Lucy Prebble’s Enron attempts to penetrate the murky dealings and webs of intrigue that led to the company’s eventual fall. The play opens in the 1990s, where Jeffrey Skilling (Corey Johnson) is at loggerheads with colleague, competitor, and friend-with-benefits Claudia Roe (Sara Stewart) over the direction that Enron should take into the 21st century. Roe believes Enron should invest in the traditional infrastructure necessary to deliver gas and electricity around the world, while Skilling schemes to develop Enron into a one-of-a-kind clearinghouse through which energy futures are traded like pork bellies or orange juice. Enron founder and chairman Ken Lay (Clive Francis), like every good magnate, is all for quick profits and financial celebrity, and so puts Skilling in the driver’s seat. The company quickly becomes a poster child for the supposed benefits of deregulation and “innovative” trading practices that inflate profit margins. There is only one problem: Enron isn’t actually making any real money and ends up being thirty billion dollars in debt.

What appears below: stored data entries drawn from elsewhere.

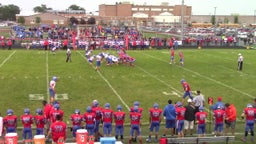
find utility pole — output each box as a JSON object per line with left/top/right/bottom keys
{"left": 214, "top": 7, "right": 217, "bottom": 36}
{"left": 181, "top": 0, "right": 184, "bottom": 43}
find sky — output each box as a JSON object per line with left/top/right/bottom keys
{"left": 1, "top": 0, "right": 256, "bottom": 16}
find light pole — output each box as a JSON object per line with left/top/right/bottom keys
{"left": 214, "top": 7, "right": 217, "bottom": 36}
{"left": 181, "top": 0, "right": 184, "bottom": 43}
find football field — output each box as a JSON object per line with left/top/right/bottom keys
{"left": 0, "top": 48, "right": 255, "bottom": 143}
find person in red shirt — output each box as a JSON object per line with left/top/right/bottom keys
{"left": 46, "top": 114, "right": 67, "bottom": 143}
{"left": 213, "top": 106, "right": 225, "bottom": 136}
{"left": 7, "top": 39, "right": 12, "bottom": 50}
{"left": 83, "top": 106, "right": 96, "bottom": 136}
{"left": 129, "top": 106, "right": 142, "bottom": 144}
{"left": 63, "top": 39, "right": 68, "bottom": 50}
{"left": 102, "top": 103, "right": 113, "bottom": 137}
{"left": 224, "top": 103, "right": 236, "bottom": 136}
{"left": 179, "top": 51, "right": 184, "bottom": 66}
{"left": 44, "top": 39, "right": 49, "bottom": 50}
{"left": 176, "top": 102, "right": 186, "bottom": 137}
{"left": 42, "top": 100, "right": 52, "bottom": 134}
{"left": 1, "top": 40, "right": 5, "bottom": 49}
{"left": 169, "top": 40, "right": 173, "bottom": 49}
{"left": 34, "top": 108, "right": 46, "bottom": 135}
{"left": 146, "top": 103, "right": 162, "bottom": 143}
{"left": 3, "top": 109, "right": 17, "bottom": 133}
{"left": 181, "top": 79, "right": 193, "bottom": 103}
{"left": 49, "top": 103, "right": 64, "bottom": 123}
{"left": 130, "top": 101, "right": 143, "bottom": 142}
{"left": 240, "top": 104, "right": 256, "bottom": 142}
{"left": 91, "top": 100, "right": 103, "bottom": 141}
{"left": 70, "top": 109, "right": 83, "bottom": 141}
{"left": 20, "top": 108, "right": 34, "bottom": 143}
{"left": 195, "top": 106, "right": 207, "bottom": 137}
{"left": 170, "top": 48, "right": 175, "bottom": 64}
{"left": 113, "top": 105, "right": 125, "bottom": 141}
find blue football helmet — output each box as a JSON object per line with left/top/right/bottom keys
{"left": 117, "top": 105, "right": 122, "bottom": 110}
{"left": 105, "top": 103, "right": 110, "bottom": 108}
{"left": 153, "top": 103, "right": 159, "bottom": 108}
{"left": 134, "top": 101, "right": 140, "bottom": 106}
{"left": 86, "top": 106, "right": 92, "bottom": 112}
{"left": 24, "top": 108, "right": 30, "bottom": 114}
{"left": 75, "top": 109, "right": 80, "bottom": 114}
{"left": 36, "top": 108, "right": 43, "bottom": 115}
{"left": 7, "top": 109, "right": 13, "bottom": 115}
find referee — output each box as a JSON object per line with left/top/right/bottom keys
{"left": 192, "top": 90, "right": 205, "bottom": 113}
{"left": 237, "top": 53, "right": 243, "bottom": 71}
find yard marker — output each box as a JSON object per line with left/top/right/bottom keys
{"left": 45, "top": 51, "right": 50, "bottom": 102}
{"left": 0, "top": 51, "right": 16, "bottom": 68}
{"left": 77, "top": 51, "right": 130, "bottom": 111}
{"left": 143, "top": 53, "right": 254, "bottom": 98}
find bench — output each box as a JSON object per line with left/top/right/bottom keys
{"left": 167, "top": 136, "right": 235, "bottom": 144}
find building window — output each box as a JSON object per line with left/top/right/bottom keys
{"left": 151, "top": 8, "right": 161, "bottom": 11}
{"left": 53, "top": 20, "right": 58, "bottom": 24}
{"left": 139, "top": 8, "right": 144, "bottom": 11}
{"left": 163, "top": 9, "right": 167, "bottom": 11}
{"left": 144, "top": 8, "right": 149, "bottom": 11}
{"left": 132, "top": 8, "right": 138, "bottom": 11}
{"left": 59, "top": 20, "right": 64, "bottom": 24}
{"left": 30, "top": 19, "right": 35, "bottom": 24}
{"left": 169, "top": 8, "right": 173, "bottom": 11}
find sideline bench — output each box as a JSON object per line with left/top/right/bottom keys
{"left": 167, "top": 136, "right": 235, "bottom": 144}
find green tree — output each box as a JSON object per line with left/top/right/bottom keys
{"left": 87, "top": 17, "right": 96, "bottom": 24}
{"left": 68, "top": 4, "right": 85, "bottom": 11}
{"left": 17, "top": 16, "right": 25, "bottom": 25}
{"left": 35, "top": 17, "right": 41, "bottom": 25}
{"left": 224, "top": 17, "right": 229, "bottom": 24}
{"left": 0, "top": 4, "right": 20, "bottom": 21}
{"left": 33, "top": 4, "right": 52, "bottom": 13}
{"left": 211, "top": 15, "right": 216, "bottom": 25}
{"left": 234, "top": 15, "right": 239, "bottom": 24}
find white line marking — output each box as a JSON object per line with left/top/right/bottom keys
{"left": 143, "top": 53, "right": 254, "bottom": 98}
{"left": 77, "top": 51, "right": 130, "bottom": 111}
{"left": 46, "top": 51, "right": 50, "bottom": 102}
{"left": 0, "top": 51, "right": 16, "bottom": 68}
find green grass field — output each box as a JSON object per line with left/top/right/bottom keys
{"left": 0, "top": 48, "right": 255, "bottom": 143}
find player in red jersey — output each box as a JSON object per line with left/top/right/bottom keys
{"left": 91, "top": 100, "right": 103, "bottom": 141}
{"left": 70, "top": 109, "right": 83, "bottom": 141}
{"left": 213, "top": 105, "right": 225, "bottom": 136}
{"left": 129, "top": 106, "right": 142, "bottom": 144}
{"left": 176, "top": 102, "right": 186, "bottom": 137}
{"left": 146, "top": 103, "right": 162, "bottom": 143}
{"left": 130, "top": 101, "right": 143, "bottom": 142}
{"left": 42, "top": 100, "right": 52, "bottom": 134}
{"left": 34, "top": 108, "right": 46, "bottom": 135}
{"left": 102, "top": 103, "right": 114, "bottom": 137}
{"left": 195, "top": 106, "right": 208, "bottom": 137}
{"left": 49, "top": 103, "right": 64, "bottom": 123}
{"left": 179, "top": 51, "right": 184, "bottom": 66}
{"left": 181, "top": 79, "right": 193, "bottom": 103}
{"left": 3, "top": 109, "right": 17, "bottom": 133}
{"left": 169, "top": 48, "right": 175, "bottom": 64}
{"left": 20, "top": 108, "right": 34, "bottom": 143}
{"left": 240, "top": 104, "right": 256, "bottom": 142}
{"left": 46, "top": 115, "right": 67, "bottom": 143}
{"left": 84, "top": 106, "right": 96, "bottom": 136}
{"left": 113, "top": 105, "right": 126, "bottom": 141}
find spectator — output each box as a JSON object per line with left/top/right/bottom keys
{"left": 240, "top": 104, "right": 256, "bottom": 142}
{"left": 224, "top": 103, "right": 237, "bottom": 136}
{"left": 46, "top": 114, "right": 67, "bottom": 143}
{"left": 7, "top": 39, "right": 12, "bottom": 50}
{"left": 210, "top": 96, "right": 225, "bottom": 110}
{"left": 184, "top": 99, "right": 196, "bottom": 136}
{"left": 162, "top": 99, "right": 176, "bottom": 137}
{"left": 193, "top": 90, "right": 205, "bottom": 113}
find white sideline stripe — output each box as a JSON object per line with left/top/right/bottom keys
{"left": 46, "top": 51, "right": 50, "bottom": 102}
{"left": 143, "top": 53, "right": 254, "bottom": 99}
{"left": 77, "top": 51, "right": 130, "bottom": 111}
{"left": 0, "top": 51, "right": 16, "bottom": 68}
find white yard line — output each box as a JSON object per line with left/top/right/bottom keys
{"left": 143, "top": 53, "right": 254, "bottom": 99}
{"left": 0, "top": 51, "right": 16, "bottom": 68}
{"left": 77, "top": 51, "right": 130, "bottom": 111}
{"left": 45, "top": 51, "right": 50, "bottom": 102}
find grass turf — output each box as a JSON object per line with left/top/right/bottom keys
{"left": 0, "top": 48, "right": 255, "bottom": 143}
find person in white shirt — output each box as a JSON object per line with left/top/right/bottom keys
{"left": 49, "top": 76, "right": 57, "bottom": 103}
{"left": 66, "top": 48, "right": 71, "bottom": 62}
{"left": 237, "top": 53, "right": 243, "bottom": 71}
{"left": 193, "top": 90, "right": 205, "bottom": 113}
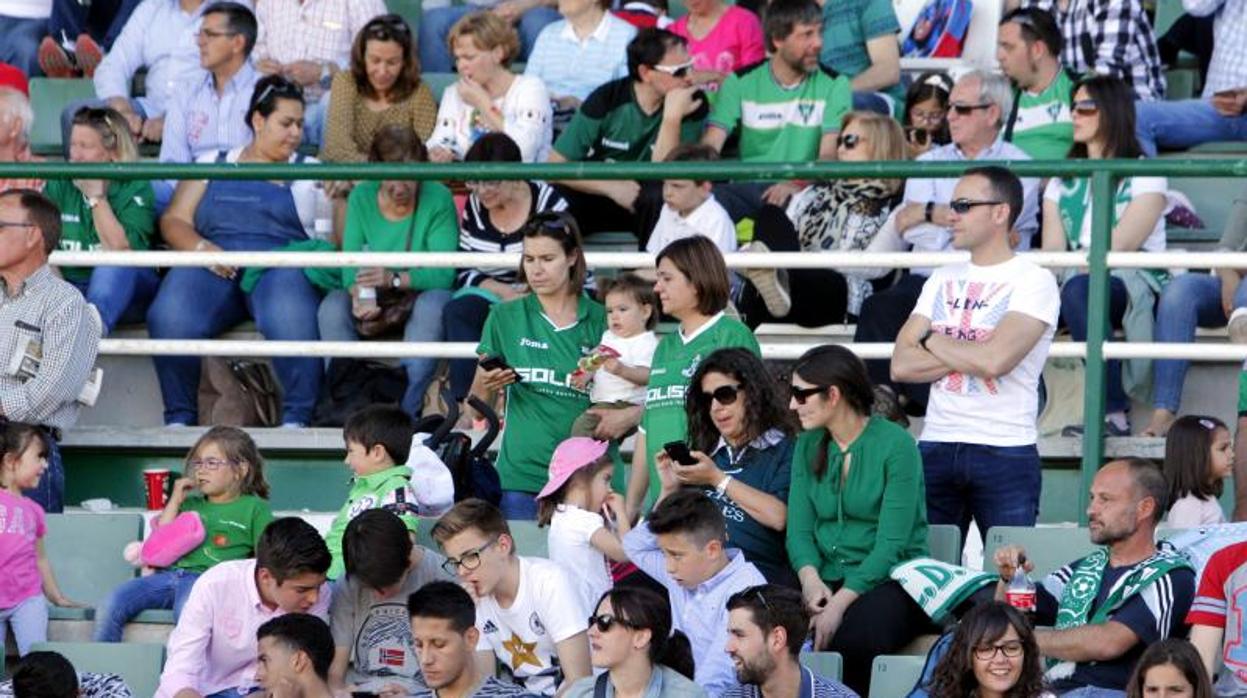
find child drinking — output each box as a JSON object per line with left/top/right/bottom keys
{"left": 1163, "top": 415, "right": 1232, "bottom": 527}
{"left": 93, "top": 426, "right": 273, "bottom": 642}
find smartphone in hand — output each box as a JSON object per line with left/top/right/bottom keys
{"left": 663, "top": 441, "right": 698, "bottom": 465}
{"left": 479, "top": 355, "right": 521, "bottom": 381}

While the ins and outs of trading virtual commodities can seem as clear as mud to the casual observer, director Rupert Goold’s attempts to simplify and theatricalise these complicated economic processes are only partly successful. The production aims for the sheen of a high-power Broadway musical, complete with snappy, ironic song and dance numbers and flashy stage gimmicks. Goold and company seem to have a penchant for unsubtle metaphors: Enron’s board of director’s, apparently unaware of the true nature of Skilling’s shenanigans, are portrayed as three blind mice, while the financial services firm Lehman Brothers is embodied as, well, Siamese twin brothers. When Skilling needs to offload Enron’s increasing debt to keep its stock value high, he turns to company CFO Andy Fastow (Paul Chahidi), who develops shadow companies in which to hide shortfalls that he terms “raptors”, after the reptilian antagonists of the film Jurassic Park. Sure enough, actors with raptor heads appear and begin feeding off dollar bills from the hands of Fastow and Skilling.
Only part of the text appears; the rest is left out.